There's definitely value to be created in being the layer that provides easy access to AI tools that are built to do the specific set of tasks an end user needs. On the other hand, it's going to be really challenging to compete with large incumbents who have both the distribution channel and the data. If Salesforce builds something like this, you don't have to give it all the company info that this tool is asking for, and anything it create can be immediately saved/used in the appropriate place for the business.

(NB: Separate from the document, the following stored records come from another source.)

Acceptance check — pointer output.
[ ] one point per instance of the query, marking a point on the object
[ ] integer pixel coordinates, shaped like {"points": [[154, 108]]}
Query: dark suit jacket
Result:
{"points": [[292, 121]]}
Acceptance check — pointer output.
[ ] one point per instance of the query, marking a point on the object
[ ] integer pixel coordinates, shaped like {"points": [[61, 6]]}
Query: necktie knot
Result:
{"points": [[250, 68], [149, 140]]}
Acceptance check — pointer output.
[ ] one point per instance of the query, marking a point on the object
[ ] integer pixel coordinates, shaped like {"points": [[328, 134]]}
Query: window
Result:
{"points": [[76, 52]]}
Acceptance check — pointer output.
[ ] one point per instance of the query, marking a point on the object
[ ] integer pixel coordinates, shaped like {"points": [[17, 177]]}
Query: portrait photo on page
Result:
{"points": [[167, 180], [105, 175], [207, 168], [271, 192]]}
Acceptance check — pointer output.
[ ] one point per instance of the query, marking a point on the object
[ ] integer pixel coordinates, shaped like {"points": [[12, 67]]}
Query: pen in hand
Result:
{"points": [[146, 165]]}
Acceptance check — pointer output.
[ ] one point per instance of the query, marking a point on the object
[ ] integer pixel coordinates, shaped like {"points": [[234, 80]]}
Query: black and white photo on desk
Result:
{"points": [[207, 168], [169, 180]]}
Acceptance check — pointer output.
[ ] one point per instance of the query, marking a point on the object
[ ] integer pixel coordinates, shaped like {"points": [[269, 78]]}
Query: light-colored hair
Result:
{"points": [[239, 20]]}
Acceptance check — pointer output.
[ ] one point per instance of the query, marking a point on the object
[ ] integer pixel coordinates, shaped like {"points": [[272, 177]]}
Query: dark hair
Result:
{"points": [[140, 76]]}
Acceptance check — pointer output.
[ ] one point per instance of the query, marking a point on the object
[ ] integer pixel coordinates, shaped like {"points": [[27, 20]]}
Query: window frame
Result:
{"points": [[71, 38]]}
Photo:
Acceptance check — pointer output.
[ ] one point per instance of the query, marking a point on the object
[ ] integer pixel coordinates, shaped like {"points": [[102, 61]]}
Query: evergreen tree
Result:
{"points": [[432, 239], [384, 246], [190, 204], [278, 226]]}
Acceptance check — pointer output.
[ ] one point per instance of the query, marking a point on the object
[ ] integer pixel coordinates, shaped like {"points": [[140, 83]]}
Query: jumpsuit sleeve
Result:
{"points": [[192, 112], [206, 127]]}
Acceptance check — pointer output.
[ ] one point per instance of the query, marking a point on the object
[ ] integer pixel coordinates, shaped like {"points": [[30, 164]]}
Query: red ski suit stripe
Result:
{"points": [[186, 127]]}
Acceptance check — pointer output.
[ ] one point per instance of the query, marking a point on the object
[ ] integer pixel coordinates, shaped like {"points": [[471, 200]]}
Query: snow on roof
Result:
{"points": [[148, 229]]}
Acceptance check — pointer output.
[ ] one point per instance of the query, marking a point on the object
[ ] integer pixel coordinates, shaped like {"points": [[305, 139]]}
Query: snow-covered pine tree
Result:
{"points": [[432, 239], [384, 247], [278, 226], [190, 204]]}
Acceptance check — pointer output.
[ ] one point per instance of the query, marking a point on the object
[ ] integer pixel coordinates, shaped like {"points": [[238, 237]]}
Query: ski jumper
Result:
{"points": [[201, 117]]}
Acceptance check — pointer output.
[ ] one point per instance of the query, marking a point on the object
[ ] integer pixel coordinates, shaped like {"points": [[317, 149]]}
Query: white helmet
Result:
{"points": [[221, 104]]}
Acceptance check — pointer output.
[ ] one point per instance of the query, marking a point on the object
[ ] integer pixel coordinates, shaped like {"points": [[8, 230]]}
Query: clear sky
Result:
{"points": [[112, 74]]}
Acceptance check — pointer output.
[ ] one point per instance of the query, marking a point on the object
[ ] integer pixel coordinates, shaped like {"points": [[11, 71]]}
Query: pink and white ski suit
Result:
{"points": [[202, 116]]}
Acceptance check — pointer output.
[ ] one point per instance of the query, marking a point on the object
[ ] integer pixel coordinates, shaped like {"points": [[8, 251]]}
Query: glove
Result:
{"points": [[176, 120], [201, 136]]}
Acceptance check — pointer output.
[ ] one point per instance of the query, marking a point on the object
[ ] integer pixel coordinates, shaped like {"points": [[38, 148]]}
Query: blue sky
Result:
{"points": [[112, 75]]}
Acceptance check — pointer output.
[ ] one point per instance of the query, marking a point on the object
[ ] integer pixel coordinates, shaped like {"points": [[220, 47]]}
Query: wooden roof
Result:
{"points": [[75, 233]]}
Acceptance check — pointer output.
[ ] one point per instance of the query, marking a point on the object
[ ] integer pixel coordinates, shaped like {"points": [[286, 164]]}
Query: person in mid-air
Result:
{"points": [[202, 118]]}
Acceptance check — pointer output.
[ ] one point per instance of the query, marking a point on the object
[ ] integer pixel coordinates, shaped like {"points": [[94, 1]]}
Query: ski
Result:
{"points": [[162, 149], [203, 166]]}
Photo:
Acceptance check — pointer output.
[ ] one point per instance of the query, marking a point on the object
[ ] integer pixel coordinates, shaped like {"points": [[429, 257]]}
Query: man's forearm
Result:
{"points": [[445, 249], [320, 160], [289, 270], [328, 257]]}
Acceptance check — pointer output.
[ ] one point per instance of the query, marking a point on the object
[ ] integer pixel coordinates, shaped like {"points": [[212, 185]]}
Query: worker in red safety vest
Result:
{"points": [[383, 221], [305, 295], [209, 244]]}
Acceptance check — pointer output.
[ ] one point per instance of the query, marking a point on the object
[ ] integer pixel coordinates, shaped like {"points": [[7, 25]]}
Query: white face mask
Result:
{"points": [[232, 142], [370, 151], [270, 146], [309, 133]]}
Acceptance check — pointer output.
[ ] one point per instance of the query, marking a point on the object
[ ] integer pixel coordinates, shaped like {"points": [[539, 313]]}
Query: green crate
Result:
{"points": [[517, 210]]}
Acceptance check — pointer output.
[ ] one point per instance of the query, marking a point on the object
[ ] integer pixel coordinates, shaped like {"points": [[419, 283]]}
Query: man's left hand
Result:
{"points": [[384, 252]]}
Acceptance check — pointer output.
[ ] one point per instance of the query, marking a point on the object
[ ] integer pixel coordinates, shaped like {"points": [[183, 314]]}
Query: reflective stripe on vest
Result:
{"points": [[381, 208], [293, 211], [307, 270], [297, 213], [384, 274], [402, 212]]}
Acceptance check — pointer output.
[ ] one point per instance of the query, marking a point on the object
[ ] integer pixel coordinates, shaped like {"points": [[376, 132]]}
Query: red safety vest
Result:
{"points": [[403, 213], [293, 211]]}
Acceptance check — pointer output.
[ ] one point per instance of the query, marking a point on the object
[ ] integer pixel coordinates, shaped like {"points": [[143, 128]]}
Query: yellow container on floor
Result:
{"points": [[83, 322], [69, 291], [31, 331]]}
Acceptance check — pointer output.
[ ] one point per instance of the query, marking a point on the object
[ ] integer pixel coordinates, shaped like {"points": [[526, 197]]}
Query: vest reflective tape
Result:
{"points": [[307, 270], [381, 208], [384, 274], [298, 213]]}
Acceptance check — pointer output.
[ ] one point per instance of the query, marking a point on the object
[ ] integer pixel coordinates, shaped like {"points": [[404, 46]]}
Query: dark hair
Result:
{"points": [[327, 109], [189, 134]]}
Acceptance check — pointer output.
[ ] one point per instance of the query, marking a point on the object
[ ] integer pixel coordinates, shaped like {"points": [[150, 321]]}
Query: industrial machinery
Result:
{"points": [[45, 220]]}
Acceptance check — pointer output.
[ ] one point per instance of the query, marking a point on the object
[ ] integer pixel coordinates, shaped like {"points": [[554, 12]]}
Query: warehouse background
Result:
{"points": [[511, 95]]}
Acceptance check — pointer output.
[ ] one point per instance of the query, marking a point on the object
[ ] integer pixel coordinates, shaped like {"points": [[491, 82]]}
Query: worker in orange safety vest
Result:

Integration with your existing data and services is really going to be key for this sort of thing - I would encourage anybody building something like this to have a clear strategy along those two dimensions before spending a lot of time writing code.

3 comments

"I think this is a nice idea and decent proof of concept, but it's not good enough at anything to be useful right now. Everything it does can be done directly in ChatGPT/Code Interpreter."

It may be that this may well wind-up being said about virtually every ChatGPT "app" that gets produced. After all, these apps essentially are just prepending some text to a ChatGPT prompt.

Prompts all the way down
I just remembered this ancient comment on HackerNews :-)

"... you can already build such a system yourself quite trivially by getting ..." [0]

[0] https://news.ycombinator.com/item?id=9224

Hah - I feel like mine is more reasonable than that, but human exceptionalism being what it is, I'm sure he would've thought the same. Still, I'd say asking ChatGPT to do these tasks is a fair bit more trivial than what that comment describes.
The things that are specific about a "thin wrapper" to ChatGPt versus a "thin wrapper" to some other program or system, is that a ChatGPT wrapper has to end-up as "plain old English/language". This has the challenge that any/many people can generate this language 'cause language generate is what (nearly all) people do (while creating even a "trivial" command line string is a specialized skill) and also the challenge that such an app will inherit ChatGPT's quality of being never more than "mostly" reliable at any given task (as a result of GPT-3-4 being just a product of an amazing brutal large text averaging process).
Yeah, it's a cool demo and proof of concept, and perhaps useful for casual users. Might even be a nice way to draw people into the platform for other things. But for most business use cases the integration with existing data and services is a lot (if not the bulk of the work), and can't be fulfilled by this.